Velîler iki kısım. Istıfâ velîler vardır. Nasıl enbiyâ, ıstıfâ ise, velîlerin de ıstıfâ kısmı vardır. Allah tâlib olur onlara. Vilâyet sıfatını O giydirir, daha küçüklüğünden giydirir ve onu hıfz eder. Enbiyâ ma'sûmdur, evliyâ mahfûzdur. Yani velîleri hıfz eder, korur. Enbiyâyı ise masûmiyyet kalesine sokar. Sonra onun konuşması, ef'âl ü harekâtı hep Hakk'la beraber olur. "وَمَا يَنْطِقُ عَنِ الْهَوٰىۜ*اِنْ هُوَ اِلَّا وَحْيٌ يُوحٰىۙ vemâ yentıku an'l-hevâ, inhüve vahyün illâ yûhâ" âyet-i kerîmesinin vârisi olur.
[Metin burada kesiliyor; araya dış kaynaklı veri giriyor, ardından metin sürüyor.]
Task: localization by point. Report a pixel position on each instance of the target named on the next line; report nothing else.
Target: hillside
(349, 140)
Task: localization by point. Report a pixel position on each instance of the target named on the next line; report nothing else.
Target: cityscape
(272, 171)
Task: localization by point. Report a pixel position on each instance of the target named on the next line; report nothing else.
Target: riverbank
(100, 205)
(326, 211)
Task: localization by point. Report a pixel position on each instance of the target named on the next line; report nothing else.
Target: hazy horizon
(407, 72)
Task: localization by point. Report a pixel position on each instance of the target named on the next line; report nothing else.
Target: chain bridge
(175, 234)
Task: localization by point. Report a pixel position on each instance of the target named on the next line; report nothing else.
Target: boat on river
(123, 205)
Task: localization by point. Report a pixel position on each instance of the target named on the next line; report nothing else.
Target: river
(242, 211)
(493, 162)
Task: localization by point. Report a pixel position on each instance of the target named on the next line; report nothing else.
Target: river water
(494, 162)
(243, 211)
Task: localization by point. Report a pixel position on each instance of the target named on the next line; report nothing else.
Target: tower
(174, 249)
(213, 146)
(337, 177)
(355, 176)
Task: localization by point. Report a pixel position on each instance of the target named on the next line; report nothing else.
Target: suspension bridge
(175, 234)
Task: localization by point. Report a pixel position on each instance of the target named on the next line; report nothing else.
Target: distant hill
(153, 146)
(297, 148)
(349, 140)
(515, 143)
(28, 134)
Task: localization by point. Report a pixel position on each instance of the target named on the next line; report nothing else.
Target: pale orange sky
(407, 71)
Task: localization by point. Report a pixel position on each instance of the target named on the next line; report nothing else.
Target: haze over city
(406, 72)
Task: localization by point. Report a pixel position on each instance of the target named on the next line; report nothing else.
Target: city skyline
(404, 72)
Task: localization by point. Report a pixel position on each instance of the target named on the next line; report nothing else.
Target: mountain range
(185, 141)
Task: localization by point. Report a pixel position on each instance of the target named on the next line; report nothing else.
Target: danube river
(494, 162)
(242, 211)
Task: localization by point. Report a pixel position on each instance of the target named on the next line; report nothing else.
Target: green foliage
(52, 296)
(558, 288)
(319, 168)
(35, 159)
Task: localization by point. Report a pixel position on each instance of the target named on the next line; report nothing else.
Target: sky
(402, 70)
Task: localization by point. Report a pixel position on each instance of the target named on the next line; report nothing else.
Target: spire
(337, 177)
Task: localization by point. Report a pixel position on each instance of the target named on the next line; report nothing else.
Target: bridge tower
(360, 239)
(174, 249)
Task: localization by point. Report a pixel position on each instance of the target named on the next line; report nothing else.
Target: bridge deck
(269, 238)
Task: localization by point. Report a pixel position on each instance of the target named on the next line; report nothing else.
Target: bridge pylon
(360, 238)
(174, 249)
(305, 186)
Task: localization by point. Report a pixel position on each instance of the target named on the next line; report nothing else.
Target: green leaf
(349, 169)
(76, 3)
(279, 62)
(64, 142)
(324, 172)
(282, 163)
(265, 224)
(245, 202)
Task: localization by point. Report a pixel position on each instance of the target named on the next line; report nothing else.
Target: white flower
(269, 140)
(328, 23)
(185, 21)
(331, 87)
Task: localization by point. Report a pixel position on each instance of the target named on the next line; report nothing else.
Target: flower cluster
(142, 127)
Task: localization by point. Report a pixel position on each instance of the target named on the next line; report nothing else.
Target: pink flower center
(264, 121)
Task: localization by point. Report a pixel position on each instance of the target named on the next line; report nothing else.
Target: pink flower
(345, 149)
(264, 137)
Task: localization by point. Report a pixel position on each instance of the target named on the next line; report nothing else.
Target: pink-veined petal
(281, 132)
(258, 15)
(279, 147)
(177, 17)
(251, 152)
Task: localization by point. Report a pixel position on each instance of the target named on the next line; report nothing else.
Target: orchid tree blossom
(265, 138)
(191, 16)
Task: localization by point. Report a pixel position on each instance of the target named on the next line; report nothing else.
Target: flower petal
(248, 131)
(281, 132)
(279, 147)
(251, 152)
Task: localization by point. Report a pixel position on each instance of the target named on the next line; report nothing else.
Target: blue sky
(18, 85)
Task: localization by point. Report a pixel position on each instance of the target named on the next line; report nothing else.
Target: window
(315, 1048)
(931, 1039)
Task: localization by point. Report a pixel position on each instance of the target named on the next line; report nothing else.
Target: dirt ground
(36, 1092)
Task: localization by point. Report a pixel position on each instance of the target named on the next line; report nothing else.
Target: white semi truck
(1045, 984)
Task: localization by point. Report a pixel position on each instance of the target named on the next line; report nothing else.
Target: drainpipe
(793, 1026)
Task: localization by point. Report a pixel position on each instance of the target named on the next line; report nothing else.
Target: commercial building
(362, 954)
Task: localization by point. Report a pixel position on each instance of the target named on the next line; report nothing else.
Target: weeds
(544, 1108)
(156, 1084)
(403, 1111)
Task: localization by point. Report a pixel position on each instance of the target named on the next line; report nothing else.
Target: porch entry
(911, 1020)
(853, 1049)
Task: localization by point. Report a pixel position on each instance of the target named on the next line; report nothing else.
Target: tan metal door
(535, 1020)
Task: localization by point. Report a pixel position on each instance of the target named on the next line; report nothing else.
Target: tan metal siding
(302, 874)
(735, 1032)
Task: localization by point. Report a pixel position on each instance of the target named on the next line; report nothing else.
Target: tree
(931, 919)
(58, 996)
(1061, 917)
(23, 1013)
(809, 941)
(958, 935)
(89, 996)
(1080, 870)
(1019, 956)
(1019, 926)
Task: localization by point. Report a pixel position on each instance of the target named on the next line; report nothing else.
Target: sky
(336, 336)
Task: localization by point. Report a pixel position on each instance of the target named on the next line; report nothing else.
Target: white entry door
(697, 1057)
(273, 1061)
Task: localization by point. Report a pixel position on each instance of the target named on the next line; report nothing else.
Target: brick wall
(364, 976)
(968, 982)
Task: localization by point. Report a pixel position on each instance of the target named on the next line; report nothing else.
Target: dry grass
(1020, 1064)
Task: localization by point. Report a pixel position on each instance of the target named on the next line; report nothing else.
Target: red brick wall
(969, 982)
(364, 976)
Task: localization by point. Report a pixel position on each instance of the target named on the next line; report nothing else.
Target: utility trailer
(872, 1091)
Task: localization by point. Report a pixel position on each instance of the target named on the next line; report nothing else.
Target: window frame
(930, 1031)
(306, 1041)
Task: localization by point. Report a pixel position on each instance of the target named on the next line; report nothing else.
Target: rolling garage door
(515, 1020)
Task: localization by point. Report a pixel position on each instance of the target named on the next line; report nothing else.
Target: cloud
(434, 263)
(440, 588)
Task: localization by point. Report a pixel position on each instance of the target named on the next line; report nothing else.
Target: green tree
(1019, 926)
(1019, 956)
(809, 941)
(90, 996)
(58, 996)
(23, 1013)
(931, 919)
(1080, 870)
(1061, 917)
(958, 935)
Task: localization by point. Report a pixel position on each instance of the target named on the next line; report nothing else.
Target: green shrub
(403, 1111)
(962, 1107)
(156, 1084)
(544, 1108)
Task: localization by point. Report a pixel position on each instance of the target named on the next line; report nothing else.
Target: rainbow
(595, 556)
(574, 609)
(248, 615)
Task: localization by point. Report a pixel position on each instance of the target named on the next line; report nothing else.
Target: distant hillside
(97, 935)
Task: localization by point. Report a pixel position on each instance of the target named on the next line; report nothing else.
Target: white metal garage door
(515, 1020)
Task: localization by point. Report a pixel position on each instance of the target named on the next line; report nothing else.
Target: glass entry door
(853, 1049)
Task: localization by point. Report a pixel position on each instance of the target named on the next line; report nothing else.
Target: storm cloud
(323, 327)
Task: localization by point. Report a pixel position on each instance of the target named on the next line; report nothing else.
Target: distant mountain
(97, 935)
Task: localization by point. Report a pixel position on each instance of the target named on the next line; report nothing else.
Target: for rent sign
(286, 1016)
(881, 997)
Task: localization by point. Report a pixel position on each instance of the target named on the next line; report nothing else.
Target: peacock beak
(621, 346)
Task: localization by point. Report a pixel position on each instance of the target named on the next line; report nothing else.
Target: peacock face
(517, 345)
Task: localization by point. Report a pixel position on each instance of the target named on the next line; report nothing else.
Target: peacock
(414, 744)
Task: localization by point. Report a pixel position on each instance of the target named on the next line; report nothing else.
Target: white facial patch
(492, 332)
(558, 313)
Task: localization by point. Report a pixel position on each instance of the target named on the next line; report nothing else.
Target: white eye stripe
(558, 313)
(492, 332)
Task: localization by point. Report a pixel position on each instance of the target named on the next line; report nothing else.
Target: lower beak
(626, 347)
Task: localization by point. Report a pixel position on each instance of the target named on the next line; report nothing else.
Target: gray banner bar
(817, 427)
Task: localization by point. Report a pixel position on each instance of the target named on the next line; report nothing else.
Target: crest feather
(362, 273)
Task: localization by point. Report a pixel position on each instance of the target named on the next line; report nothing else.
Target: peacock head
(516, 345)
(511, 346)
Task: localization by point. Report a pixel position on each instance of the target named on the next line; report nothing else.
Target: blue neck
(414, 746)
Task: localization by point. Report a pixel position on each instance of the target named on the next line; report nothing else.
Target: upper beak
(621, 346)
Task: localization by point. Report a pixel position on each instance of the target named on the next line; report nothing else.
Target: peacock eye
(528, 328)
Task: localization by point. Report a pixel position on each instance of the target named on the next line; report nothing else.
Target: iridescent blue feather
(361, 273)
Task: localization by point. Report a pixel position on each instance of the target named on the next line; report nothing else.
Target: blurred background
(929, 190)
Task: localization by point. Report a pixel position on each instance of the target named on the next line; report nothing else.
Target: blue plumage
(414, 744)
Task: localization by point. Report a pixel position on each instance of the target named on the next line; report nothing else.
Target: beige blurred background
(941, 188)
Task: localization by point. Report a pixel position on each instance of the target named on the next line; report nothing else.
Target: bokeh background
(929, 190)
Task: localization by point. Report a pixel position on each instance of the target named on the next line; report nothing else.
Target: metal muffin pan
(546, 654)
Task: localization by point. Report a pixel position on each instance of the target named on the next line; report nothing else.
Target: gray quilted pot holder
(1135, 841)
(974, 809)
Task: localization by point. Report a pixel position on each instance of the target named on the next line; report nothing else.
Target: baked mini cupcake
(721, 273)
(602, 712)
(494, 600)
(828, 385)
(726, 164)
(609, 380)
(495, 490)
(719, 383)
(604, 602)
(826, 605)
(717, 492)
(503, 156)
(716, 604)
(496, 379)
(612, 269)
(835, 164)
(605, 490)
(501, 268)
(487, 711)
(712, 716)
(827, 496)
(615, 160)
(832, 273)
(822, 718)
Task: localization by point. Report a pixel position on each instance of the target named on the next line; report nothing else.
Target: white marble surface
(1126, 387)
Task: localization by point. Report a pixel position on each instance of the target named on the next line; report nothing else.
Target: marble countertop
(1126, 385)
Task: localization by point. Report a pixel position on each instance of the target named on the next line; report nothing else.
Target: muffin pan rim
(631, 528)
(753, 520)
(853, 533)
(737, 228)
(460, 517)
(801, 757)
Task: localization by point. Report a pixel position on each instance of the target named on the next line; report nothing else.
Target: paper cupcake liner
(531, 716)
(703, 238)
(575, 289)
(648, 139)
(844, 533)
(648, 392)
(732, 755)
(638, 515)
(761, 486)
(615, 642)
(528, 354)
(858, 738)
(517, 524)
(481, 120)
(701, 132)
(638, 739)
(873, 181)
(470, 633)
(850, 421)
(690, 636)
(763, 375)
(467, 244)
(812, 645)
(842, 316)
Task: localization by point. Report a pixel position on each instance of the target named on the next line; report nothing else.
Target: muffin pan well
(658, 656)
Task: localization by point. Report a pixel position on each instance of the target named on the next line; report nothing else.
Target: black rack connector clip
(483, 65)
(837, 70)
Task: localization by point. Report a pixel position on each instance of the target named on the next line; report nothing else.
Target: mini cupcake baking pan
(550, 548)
Temâyülât-ı kalbiyye ef'âl-i ihtiyâriyyeden değildir. Yani kalbin meyli, insanın isteğiyle değildir, Hakk'ın isteğiyledir. Çünkü gözler ve kalbler yedullahdadır, Allah'ın yedindedir yani yed-i manevîdedir. Cenâb-ı Peygamber diyor ki, "Birbirinizi sevmedikçe îmân etmiş olmazsınız, beni her şeyinizden ziyâde sevmedikçe îmânınız kemâle ermez". E peki nasıl seveceğiz, kalbin meyletmesi şartdır. Kalbin meyli de Hakk'ın yed-i kudretindedir. Sünnet-i Resûl'e ittibâ ederek, Cenâb-ı Peygamber'in sünnetlerini işlemeye başlar bir adam, o sünnetleri işlemek, ma'nâ tarlasına muhabbet tohumunu atmaya benzer. Sonra onu gözyaşıyla sularsa, istikbâlde ordan meyva verir. Tarlaya ekilen meyva, sulandığı vakit, meyva verdiği gibi. Cenâb-ı Hakk ne yapar? Kalbini hemen muhabbete çevirir. İşte onun için Cenâb-ı Hakk Kur`ân-ı Kerîm'de "يُحِبُّهُمْ وَيُحِبُّونَهُ yuhibbuhüm ve yuhibbûneh", "Allah sevdi, Allah'ı sevdiler". İşte vilâyetin kısımlarını gösteriyor Cenâb-ı Hakk. İki kısım. Bir kısmını Allahu Teâlâ sever, bir kısmı da riyâzâtla, Cenâb-ı Hakk'ın muhabbetini celb eder, kalbi muhabbete döner.